Мы захватываем его перед самым отходом, под прощальный рев сирены. Авто трап уже отделился от пристани; под прожектором с берега капли дождя подскакивают на нем, как серебряные пружинки.
Мы с Ней — у пассажирских сход ней. Выпростав из-под капюшона ее лицо, я целую ее в глаза и губы, и нет сил перестать, хотя матрос рядом — весь нетерпение.

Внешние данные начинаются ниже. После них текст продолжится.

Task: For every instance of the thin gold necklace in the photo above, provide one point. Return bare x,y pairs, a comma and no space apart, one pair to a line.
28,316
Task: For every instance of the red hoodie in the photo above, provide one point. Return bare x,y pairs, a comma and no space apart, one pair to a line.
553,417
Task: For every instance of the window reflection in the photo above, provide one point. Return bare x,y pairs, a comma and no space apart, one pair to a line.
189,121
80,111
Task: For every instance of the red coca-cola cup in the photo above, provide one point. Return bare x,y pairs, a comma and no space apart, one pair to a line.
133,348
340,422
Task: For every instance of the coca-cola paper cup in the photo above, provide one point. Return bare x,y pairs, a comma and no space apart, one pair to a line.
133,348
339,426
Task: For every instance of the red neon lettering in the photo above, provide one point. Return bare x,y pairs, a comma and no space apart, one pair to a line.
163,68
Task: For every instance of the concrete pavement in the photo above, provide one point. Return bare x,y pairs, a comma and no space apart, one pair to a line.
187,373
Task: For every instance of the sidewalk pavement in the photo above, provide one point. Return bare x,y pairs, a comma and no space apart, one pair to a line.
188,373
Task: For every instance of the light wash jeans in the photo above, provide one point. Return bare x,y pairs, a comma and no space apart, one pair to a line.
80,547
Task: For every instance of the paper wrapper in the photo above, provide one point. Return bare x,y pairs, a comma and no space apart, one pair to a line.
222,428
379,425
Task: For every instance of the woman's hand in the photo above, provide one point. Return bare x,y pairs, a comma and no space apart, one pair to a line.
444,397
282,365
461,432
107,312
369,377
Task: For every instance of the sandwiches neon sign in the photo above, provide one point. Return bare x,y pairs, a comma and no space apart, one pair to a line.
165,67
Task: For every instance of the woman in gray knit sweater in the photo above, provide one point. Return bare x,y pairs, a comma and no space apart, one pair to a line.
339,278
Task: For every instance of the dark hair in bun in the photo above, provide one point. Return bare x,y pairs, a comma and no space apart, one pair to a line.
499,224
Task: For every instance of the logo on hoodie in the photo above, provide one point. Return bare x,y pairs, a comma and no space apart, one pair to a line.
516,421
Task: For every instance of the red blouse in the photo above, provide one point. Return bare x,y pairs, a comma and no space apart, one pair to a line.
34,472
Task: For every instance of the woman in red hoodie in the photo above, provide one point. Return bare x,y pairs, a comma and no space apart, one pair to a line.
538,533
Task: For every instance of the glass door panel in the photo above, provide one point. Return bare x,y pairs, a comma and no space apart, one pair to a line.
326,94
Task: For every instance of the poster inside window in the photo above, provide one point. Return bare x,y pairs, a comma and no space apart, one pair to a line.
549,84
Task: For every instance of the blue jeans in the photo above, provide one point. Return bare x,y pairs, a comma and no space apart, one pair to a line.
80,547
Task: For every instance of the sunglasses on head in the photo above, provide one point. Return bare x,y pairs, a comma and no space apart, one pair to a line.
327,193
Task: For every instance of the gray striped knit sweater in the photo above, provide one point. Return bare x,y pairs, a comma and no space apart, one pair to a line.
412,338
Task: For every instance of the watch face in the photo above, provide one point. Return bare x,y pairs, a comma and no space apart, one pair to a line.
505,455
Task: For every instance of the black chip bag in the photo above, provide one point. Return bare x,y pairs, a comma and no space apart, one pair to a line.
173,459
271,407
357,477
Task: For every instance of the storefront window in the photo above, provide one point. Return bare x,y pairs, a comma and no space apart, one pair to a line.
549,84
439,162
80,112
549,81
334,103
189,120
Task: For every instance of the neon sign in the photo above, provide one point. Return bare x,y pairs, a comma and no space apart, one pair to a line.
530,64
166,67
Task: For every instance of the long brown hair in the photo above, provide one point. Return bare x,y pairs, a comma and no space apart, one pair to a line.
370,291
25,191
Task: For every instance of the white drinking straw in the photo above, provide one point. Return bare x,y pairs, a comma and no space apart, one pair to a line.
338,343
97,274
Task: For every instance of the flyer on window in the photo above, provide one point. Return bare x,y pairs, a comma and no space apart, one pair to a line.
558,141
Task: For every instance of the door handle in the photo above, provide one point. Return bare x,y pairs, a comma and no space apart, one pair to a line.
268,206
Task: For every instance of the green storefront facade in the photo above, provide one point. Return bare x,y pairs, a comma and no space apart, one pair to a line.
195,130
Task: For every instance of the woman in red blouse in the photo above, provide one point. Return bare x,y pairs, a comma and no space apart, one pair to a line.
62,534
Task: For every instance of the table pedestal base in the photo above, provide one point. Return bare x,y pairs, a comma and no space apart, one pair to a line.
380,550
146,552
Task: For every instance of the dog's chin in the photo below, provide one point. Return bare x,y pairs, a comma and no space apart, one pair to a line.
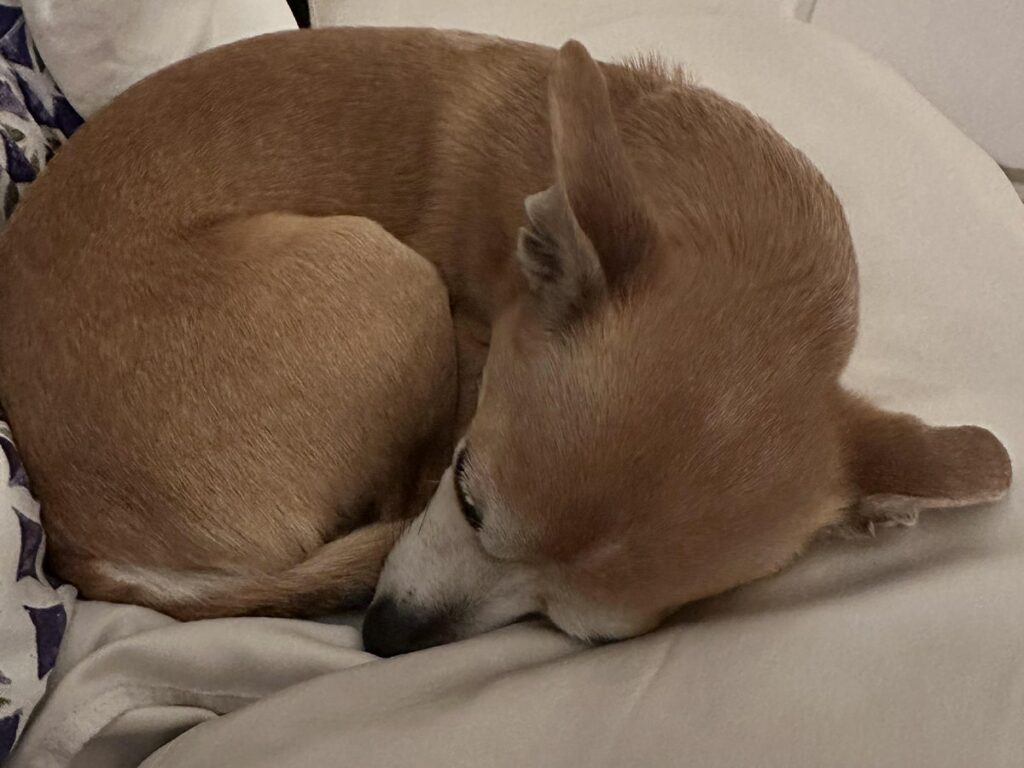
438,585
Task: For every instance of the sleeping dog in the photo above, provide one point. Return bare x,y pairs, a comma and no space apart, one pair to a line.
601,318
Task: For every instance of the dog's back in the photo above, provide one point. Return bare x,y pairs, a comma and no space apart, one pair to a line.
203,359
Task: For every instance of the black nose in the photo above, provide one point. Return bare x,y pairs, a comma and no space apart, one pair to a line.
389,630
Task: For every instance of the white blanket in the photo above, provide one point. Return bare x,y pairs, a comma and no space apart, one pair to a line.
905,650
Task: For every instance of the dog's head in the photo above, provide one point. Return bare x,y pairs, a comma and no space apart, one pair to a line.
659,418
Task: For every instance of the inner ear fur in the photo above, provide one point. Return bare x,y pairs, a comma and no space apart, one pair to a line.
588,231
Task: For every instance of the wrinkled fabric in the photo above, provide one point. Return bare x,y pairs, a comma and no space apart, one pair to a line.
902,650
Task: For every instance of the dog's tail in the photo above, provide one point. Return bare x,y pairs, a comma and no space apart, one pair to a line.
339,576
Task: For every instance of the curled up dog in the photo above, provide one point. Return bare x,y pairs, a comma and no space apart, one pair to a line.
600,326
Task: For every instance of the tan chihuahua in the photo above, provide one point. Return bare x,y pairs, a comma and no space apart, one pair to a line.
231,397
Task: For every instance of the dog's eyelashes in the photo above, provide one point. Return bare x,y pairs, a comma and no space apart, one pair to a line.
469,510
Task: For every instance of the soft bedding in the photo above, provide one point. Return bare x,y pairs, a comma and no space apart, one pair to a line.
902,650
35,120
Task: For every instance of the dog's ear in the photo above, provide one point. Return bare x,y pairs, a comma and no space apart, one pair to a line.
898,465
588,232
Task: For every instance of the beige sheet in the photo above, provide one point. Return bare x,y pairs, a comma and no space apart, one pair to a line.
905,650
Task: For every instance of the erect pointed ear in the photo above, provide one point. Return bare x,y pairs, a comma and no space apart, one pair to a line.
591,229
558,260
898,465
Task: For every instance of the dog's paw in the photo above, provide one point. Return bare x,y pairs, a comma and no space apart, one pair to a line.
863,520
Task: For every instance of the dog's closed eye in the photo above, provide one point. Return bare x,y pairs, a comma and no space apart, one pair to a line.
469,510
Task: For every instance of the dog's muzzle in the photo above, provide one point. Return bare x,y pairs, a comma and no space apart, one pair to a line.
389,630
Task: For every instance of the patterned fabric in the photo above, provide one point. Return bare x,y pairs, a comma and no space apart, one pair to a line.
35,120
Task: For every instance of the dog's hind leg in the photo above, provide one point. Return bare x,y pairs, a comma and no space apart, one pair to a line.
295,383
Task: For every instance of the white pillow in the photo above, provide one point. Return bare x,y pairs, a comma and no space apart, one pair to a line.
96,48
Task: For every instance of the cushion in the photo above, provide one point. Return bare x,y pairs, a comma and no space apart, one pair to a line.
96,48
35,120
902,650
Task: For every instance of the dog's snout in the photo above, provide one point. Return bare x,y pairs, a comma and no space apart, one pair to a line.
389,629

Она не отстраняется, но и не отвечает на мои поцелуи. «Ты непременно позвонишь мне завтра!» — говорю я, и она, кивнув, поворачивается и бежит вверх по ступенькам.
Вскипает и бьет о сваи волна, мощный белесый борт с траурной ватерлинией дрожит и отваливает… Я жду, чтобы увидеть Ию на палубе. Она и появляется там, у кормы спасательной подвесной шлюпки, слепо освещенная лампочкой позади. Мне очень хочется, чтобы она осталась там долго, покуда могу еще ее различить, но она вскидывает прощально ладошку (точнее — я только угадываю этот ее жест) и исчезает.